05 November 2010

Captivated

I've been on those tours of old prisons that are now closed down, but I've never been to a real prison. At least, I hadn't been to one until last week. The church I'm attending here in Lubumbashi does a prison ministry once a month. We take a team to the prison to deliver a message and then give them some food. I decided to tag along last weekend and see what it was all about. The prison we went to is in Kipushi, which is about an hour and a half drive from Lubumbashi and right on the border of Zambia. I didn't really know what to expect from the prison. All I knew it was cramped and not the greatest of conditions for the prisoners.

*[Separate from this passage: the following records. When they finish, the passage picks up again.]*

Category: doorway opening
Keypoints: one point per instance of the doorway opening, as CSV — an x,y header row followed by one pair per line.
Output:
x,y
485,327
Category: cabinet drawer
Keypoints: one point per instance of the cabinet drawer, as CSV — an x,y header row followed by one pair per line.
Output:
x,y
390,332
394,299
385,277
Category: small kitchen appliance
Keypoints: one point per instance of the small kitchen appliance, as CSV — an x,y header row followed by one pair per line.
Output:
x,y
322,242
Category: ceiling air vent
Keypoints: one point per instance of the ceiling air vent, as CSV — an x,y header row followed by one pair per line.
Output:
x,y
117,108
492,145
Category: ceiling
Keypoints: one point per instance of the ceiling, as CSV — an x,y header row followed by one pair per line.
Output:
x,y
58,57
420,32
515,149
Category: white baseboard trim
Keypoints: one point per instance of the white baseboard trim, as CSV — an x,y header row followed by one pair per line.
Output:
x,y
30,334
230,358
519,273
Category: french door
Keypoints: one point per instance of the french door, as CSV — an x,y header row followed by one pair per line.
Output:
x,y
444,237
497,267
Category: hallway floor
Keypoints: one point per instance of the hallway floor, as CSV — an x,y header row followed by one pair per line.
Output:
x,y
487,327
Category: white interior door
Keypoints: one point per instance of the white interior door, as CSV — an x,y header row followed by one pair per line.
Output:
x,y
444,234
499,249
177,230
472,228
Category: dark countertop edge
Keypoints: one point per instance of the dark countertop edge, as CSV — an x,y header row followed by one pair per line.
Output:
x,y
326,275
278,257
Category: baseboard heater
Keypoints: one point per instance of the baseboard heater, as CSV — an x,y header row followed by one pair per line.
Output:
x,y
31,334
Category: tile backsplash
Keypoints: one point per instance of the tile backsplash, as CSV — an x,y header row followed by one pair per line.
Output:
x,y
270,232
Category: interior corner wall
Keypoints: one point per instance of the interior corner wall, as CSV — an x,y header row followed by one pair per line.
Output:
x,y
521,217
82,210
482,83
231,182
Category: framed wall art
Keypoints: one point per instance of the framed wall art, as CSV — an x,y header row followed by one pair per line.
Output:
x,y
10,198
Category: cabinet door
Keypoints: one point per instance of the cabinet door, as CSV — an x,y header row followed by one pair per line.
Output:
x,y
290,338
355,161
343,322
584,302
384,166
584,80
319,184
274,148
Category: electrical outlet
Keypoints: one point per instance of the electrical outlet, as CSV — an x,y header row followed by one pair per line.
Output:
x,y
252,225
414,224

When we got there we were led into an outdoor gathering area. All the prisoners were gathered in this courtyard, seated on the floor watching we set up our things in front of them. A family from my church had come along and sang some songs for the men. The message was then given and then we passed out food. They are not fed very well so I'm assuming they really appreciate the food we bring, even though it is not much. I got to help hand out the food so I got to look each prisoner in the eye as I handed them food. I had no idea what any of these men had done to deserve to be in prison, but I never felt uneasy or afraid. I felt sorry for them. I probably sat in the same room with them for 2 hours, sitting towards the front so I could see all their faces. I didn't feel like I was better than anyone of them. I've made tons of mistakes and done terrible things like I'm sure these men have, yet I am the one who could walk out of that prison whenever I wanted to.

It was one of those times, which seems to happen a lot to me, where I try to be a blessing to someone but they end up blessing me more. It also reminded me of Ephesians 4. While Paul is in prison he gives this message to the church:

"While I'm locked up here, a prisoner for the Master, I want you to get out there and walkbetter yet, run!on the road God called you to travel. I don't want any of you sitting around on your hands. I don't want anyone strolling off, down some path that goes nowhere. And mark that you do this with humility and disciplinenot in fits and starts, but steadily, pouring yourselves out for each other in acts of love, alert at noticing differences and quick at mending fences."

I have the opportunity to run, yet I often find myself sitting on my hands or going down these dead end paths. The prison visit reminded me that I am not a captive of my sin and I need to steadily running on the road God has called me.